If your dog is under-socialised, he or she may be generally anxious and find it difficult to cope with new situations, such as changes to the home or routine, or meeting unknown people or other dogs. Moving home can be a high stress factor for dogs, and conflict between pet dogs in the same household is another cause of urine marking.

What can I do about it?

First of all, you need to determine whether the marking is socially or sexually motivated, or is being caused by anxiety or frustration. Watch your dog for a few days and ask yourself some simple questions: are there lots of other animals nearby, or any that weren’t around before? Are there loud noises, such as building work behind the house? Has something changed within the household?
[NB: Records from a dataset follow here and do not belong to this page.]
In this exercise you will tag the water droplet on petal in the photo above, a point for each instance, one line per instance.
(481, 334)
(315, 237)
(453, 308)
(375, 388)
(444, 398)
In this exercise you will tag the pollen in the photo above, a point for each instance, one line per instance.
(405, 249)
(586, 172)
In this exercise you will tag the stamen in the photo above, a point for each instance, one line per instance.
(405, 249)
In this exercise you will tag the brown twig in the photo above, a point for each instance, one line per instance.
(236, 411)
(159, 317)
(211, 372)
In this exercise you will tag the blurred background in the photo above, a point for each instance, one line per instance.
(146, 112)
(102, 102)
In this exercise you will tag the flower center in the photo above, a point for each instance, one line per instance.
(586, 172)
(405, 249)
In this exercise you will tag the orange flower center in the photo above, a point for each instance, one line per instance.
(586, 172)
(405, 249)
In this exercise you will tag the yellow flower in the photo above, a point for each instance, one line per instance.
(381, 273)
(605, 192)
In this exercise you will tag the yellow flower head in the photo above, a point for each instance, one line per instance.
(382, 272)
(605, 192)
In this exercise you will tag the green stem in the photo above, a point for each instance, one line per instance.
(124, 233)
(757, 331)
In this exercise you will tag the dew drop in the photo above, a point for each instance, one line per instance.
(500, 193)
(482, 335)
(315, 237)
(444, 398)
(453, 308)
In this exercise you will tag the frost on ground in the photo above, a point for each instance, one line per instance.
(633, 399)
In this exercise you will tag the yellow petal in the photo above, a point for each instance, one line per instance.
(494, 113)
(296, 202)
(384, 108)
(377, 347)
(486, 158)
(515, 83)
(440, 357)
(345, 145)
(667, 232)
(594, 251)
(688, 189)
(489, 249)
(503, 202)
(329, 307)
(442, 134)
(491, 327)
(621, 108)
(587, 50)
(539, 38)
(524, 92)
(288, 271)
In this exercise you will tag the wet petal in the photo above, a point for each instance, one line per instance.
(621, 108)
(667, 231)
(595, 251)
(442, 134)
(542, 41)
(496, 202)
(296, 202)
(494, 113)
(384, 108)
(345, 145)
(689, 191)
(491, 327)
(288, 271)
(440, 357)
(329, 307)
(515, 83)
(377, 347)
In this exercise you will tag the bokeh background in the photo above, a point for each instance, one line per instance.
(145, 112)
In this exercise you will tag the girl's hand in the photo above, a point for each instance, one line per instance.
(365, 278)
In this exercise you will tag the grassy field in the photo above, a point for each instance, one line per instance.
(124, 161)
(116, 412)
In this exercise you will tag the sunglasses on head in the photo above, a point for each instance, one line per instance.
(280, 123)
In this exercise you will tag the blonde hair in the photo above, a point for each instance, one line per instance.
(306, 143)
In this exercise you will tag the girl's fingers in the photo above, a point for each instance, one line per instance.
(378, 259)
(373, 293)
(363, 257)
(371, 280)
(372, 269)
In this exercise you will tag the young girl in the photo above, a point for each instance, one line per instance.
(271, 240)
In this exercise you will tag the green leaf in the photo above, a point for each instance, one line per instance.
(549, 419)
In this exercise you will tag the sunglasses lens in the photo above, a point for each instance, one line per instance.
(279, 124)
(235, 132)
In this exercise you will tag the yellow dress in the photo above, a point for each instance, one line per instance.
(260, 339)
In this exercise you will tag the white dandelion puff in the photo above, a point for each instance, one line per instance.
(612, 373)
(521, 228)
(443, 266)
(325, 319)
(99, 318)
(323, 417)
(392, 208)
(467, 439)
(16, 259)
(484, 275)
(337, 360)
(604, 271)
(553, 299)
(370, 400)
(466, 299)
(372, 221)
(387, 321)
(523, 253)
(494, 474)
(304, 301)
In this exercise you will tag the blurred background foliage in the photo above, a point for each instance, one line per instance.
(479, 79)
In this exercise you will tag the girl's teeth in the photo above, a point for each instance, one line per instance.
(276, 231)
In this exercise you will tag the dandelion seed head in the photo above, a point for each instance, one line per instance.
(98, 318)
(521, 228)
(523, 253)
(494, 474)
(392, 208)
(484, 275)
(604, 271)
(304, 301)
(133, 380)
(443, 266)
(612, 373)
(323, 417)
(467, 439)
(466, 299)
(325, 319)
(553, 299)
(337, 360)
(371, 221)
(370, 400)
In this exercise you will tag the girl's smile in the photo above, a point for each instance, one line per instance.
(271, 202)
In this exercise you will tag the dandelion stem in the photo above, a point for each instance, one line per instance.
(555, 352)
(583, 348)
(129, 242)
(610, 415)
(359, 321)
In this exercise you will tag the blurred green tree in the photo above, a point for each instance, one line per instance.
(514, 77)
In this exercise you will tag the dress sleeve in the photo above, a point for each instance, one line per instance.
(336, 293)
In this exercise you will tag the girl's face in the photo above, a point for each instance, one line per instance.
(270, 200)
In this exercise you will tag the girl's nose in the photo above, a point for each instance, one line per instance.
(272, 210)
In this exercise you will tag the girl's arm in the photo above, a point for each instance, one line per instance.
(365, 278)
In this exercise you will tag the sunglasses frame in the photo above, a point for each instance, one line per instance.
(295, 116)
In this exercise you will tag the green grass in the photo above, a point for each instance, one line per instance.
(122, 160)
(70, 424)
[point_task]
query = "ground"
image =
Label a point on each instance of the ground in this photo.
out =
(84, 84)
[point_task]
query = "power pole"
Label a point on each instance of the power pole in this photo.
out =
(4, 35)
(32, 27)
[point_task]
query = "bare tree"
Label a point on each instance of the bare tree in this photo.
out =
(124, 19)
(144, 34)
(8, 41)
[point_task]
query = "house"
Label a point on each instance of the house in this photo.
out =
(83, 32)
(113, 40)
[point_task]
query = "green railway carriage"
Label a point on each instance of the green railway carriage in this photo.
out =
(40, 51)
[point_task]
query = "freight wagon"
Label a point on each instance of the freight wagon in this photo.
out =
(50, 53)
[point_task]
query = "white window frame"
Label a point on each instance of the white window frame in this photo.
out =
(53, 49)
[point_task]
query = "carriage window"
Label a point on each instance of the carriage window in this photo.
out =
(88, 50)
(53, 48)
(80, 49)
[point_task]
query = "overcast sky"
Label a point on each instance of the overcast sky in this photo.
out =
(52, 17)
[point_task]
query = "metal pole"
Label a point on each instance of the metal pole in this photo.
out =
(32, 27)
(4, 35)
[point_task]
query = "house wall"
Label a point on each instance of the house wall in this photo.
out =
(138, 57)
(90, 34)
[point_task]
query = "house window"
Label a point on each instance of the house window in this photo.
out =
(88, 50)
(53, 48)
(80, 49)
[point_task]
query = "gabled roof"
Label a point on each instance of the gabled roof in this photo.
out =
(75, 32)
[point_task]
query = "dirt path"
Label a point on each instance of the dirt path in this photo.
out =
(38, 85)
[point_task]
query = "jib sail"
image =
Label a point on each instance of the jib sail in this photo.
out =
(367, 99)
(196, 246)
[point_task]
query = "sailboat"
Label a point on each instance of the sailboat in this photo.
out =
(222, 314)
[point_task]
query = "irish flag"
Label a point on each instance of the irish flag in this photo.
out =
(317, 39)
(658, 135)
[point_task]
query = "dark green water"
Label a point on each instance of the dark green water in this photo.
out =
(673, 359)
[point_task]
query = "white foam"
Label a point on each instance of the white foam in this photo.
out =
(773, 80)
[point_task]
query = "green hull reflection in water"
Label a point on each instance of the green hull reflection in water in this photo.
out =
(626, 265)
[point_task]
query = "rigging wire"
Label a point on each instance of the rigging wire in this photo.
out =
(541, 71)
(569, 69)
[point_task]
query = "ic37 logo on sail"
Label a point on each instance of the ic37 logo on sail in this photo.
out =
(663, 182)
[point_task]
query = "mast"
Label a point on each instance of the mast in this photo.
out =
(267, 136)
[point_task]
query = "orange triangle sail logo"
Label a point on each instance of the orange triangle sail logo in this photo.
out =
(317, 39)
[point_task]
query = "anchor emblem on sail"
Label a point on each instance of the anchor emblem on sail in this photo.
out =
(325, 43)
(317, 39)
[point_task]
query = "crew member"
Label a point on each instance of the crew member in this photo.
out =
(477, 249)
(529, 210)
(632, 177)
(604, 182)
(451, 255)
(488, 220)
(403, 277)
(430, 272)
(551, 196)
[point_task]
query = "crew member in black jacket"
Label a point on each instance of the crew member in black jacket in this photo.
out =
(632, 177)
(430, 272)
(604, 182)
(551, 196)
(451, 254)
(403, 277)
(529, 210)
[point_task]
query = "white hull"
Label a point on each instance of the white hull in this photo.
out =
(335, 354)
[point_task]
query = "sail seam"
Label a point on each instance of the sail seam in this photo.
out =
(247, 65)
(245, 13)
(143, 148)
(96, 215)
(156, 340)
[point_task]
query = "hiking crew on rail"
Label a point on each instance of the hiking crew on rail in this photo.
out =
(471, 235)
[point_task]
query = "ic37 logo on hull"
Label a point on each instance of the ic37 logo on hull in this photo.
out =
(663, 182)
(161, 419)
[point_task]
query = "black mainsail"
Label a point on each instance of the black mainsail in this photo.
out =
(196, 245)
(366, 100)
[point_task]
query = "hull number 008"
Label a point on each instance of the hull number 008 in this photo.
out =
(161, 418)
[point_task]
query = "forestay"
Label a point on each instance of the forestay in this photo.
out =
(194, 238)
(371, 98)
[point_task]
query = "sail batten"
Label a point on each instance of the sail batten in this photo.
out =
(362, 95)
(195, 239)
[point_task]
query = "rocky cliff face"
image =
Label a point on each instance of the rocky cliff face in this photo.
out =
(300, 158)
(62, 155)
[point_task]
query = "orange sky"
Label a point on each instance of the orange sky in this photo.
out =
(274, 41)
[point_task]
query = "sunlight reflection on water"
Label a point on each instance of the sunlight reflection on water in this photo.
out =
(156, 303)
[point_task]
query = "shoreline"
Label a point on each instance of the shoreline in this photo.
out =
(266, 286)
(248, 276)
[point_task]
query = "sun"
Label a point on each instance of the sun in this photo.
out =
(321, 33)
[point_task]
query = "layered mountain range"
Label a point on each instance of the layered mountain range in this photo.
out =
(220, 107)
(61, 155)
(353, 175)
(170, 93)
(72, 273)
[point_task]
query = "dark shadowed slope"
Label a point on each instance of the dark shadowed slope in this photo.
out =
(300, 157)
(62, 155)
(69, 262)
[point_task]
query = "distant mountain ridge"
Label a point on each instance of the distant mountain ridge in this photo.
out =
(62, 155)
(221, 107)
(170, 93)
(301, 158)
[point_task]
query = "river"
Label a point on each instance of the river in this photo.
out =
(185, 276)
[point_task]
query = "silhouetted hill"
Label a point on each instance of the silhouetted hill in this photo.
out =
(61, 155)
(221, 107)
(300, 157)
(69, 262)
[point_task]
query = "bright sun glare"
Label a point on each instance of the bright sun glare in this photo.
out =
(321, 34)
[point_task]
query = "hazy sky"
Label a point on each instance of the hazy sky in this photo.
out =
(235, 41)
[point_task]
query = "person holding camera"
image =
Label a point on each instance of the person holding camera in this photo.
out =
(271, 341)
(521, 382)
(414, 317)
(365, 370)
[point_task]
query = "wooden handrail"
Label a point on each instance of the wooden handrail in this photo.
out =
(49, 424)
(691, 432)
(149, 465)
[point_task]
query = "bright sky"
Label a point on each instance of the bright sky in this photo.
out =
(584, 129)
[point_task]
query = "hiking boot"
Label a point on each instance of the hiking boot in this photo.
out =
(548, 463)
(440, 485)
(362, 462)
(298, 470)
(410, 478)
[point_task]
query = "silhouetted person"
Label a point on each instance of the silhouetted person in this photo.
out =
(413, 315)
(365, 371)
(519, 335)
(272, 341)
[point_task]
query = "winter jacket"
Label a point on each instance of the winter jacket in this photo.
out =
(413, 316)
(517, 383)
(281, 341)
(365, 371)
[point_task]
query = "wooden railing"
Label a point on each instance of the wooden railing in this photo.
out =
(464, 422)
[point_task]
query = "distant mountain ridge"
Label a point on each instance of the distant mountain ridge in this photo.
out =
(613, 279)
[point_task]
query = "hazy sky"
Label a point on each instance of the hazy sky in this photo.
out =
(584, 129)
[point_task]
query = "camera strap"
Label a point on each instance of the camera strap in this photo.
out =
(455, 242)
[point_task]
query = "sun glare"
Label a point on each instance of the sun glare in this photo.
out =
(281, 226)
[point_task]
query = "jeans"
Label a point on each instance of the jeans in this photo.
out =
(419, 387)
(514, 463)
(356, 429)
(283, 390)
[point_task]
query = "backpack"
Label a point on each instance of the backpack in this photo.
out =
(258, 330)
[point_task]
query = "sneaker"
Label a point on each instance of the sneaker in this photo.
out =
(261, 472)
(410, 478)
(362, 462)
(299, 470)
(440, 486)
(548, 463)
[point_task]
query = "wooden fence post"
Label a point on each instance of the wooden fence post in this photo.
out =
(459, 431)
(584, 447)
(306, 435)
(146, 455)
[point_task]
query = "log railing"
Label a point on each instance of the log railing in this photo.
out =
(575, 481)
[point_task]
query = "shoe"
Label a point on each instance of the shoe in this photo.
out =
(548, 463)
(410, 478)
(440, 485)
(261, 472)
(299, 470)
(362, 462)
If the urine marking is sexually or socially motivated, then neutering will often reduce the problem (and has a range of other health benefits, too) while a generally anxious dog may be helped by pheromone therapy. Sprays such as Adaptil mimic the natural pheromones that dogs produce, helping to reassure and calm them – your vet can provide advice about this. More specific anxieties or frustrations also need to be identified and dealt with. Some factors, such as getting excited by the arrival of the postman or hearing other dogs outside, can be helped by restricting your pet’s view of the external environment and using music to muffle outside sounds. More complex factors causing urine marking, such as noise phobias or other fears, should be discussed with a professional behaviour counsellor.

Clean up any indoor messes with a solution made of one part biological washing powder or liquid to ten parts warm water. Praise your dog for urine marking in the ‘correct’ spot (outdoors!) and bear in mind that whatever the cause of the urine marking, it’s important not to scold. Pets don’t understand when we shout at them – it just makes them feel confused and anxious, making the problem worse.